One of Google’s biggest missions at the moment is around contextual information – the ability to supply you with the correct information at the right time, without you having to ask for it. Anyone who has used an Android smartphone running a version of Jelly Bean or newer, or taken a peak at the Google Search app on iOS will have more than likely interacted with Google’s prescient prediction engine.

The news that Google has bought streaming music service Songza will therefore be instantly recognisable as another move down the path of contextual information for Google. Unlike Apple’s acquisition of Beats Music which was, among other things, about Apple gaining a foothold in the streaming music space, Songza was acquired for its ability to recommend music to you in a “contextually-sensitive” way.

Need a playlist of high tempo jams to get your gym session off to a flying start, or a collection of popular music to play outside at a braai? All you need to do is tell Songza and it will bring up a playlist for you. Songza’s playlists are all curated by human beings, which means the songs are not simply inserted in because they have a matching genre or artist – they adhere to the context of the request.

“Over the coming months, we’ll explore ways to bring what you love about Songza to Google Play Music.” Google said in its official press statement on the purchase. “We’ll also look for opportunities to bring their great work to the music experience on YouTube and other Google products.”

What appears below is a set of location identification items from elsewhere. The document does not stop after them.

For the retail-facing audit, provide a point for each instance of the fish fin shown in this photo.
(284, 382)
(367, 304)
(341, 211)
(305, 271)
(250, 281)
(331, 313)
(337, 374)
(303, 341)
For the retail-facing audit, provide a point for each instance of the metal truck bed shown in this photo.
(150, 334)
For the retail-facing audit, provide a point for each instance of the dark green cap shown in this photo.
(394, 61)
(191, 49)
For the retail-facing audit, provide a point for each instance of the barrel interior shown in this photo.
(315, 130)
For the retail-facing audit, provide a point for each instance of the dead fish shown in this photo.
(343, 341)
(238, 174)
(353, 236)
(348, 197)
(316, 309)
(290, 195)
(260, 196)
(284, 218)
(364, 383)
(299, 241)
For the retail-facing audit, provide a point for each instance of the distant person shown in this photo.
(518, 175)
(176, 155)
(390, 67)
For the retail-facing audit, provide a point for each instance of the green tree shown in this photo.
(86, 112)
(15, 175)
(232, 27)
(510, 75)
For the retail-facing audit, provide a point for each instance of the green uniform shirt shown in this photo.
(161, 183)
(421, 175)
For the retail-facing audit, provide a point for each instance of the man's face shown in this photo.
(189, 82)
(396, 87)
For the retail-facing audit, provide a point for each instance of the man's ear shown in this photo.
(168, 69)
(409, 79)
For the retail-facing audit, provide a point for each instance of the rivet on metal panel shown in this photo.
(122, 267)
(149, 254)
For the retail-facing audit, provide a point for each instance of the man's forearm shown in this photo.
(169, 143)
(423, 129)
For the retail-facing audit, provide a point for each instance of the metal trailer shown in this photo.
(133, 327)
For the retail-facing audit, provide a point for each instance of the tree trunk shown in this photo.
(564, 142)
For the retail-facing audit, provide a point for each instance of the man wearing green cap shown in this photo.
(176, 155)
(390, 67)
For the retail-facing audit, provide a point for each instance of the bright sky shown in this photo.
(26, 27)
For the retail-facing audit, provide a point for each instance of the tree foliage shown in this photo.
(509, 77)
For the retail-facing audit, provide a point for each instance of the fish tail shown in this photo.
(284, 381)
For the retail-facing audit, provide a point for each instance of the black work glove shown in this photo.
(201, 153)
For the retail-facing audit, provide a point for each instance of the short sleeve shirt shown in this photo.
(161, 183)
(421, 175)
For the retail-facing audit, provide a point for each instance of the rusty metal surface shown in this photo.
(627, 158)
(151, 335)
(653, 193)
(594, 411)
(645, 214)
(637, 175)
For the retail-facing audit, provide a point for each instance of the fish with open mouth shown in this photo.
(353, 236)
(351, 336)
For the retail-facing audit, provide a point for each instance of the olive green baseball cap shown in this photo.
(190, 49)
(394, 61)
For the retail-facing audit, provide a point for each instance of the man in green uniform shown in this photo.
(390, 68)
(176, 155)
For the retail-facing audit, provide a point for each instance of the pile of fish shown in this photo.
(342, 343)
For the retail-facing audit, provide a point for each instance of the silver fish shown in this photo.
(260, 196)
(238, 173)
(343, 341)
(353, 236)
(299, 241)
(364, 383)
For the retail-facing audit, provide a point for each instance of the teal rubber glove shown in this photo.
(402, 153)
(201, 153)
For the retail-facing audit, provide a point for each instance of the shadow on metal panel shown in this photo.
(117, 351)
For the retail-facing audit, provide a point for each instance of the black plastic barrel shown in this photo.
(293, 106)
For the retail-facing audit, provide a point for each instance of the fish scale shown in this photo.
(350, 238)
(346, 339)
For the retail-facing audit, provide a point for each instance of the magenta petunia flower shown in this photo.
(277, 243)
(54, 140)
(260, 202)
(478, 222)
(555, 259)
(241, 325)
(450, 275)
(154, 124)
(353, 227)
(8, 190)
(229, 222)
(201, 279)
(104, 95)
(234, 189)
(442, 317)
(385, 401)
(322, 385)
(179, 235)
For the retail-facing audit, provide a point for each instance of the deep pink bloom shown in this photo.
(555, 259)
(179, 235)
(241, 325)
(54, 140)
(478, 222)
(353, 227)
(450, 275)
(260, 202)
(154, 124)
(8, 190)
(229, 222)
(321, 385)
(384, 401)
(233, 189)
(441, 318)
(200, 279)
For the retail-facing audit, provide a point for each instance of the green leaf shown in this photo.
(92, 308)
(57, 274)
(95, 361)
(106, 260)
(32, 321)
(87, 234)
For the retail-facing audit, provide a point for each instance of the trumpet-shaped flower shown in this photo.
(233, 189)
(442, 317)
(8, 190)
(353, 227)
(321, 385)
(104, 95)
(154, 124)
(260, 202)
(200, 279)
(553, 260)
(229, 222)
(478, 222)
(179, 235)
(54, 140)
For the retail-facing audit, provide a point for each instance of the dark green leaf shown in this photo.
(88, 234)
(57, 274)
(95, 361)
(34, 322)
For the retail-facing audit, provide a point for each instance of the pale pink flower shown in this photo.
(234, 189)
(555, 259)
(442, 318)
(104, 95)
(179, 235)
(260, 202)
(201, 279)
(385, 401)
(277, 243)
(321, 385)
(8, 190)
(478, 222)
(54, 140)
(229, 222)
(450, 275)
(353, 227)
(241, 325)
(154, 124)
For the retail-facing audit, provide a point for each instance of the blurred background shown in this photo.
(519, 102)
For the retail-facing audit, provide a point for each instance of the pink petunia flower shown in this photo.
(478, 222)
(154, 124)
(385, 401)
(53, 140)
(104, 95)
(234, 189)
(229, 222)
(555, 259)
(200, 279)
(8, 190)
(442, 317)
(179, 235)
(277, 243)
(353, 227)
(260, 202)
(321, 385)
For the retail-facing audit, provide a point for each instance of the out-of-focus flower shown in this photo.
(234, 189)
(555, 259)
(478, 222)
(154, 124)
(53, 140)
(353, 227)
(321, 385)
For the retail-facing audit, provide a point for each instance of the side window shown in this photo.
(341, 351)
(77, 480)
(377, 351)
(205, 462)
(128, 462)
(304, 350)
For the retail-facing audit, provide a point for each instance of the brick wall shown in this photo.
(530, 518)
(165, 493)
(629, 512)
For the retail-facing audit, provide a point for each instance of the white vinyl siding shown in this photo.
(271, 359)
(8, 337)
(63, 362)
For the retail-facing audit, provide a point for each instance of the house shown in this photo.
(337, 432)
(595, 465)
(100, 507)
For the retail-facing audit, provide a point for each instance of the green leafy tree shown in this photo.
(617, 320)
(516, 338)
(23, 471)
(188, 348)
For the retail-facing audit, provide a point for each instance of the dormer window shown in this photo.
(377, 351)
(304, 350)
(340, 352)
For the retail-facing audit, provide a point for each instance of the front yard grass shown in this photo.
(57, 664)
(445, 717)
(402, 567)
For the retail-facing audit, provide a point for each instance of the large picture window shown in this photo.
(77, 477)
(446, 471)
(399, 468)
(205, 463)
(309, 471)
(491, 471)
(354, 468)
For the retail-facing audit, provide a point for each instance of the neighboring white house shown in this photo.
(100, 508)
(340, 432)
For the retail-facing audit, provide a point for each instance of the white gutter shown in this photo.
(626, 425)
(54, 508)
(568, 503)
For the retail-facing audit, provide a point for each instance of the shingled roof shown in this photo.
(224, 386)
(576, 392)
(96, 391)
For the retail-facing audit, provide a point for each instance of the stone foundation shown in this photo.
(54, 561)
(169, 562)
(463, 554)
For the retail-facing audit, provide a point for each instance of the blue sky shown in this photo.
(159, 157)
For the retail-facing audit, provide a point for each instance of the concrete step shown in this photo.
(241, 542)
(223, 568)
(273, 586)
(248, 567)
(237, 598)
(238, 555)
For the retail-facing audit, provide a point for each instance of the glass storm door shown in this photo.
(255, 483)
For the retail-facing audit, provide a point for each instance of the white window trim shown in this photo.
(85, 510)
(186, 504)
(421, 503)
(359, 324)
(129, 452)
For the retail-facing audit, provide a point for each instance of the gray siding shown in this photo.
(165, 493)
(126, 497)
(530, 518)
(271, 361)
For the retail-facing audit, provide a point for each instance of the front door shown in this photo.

While we don’t yet have access to Google Play Music’s All Access streaming service in South Africa, the rumoured YouTube music subscription service may very well hit our shores in the near future and Songza looks to be a strong component of what Google will try to offer.

Where we’d like to see Google use this ability is to combine Google Maps, heart rate sensor and a fitness app on an Android Wear smartwatch (for example) and start playing up tempo music if we start falling behind on our desired running pace, or Eye of the Tiger when we reach a particularly steep hill climb.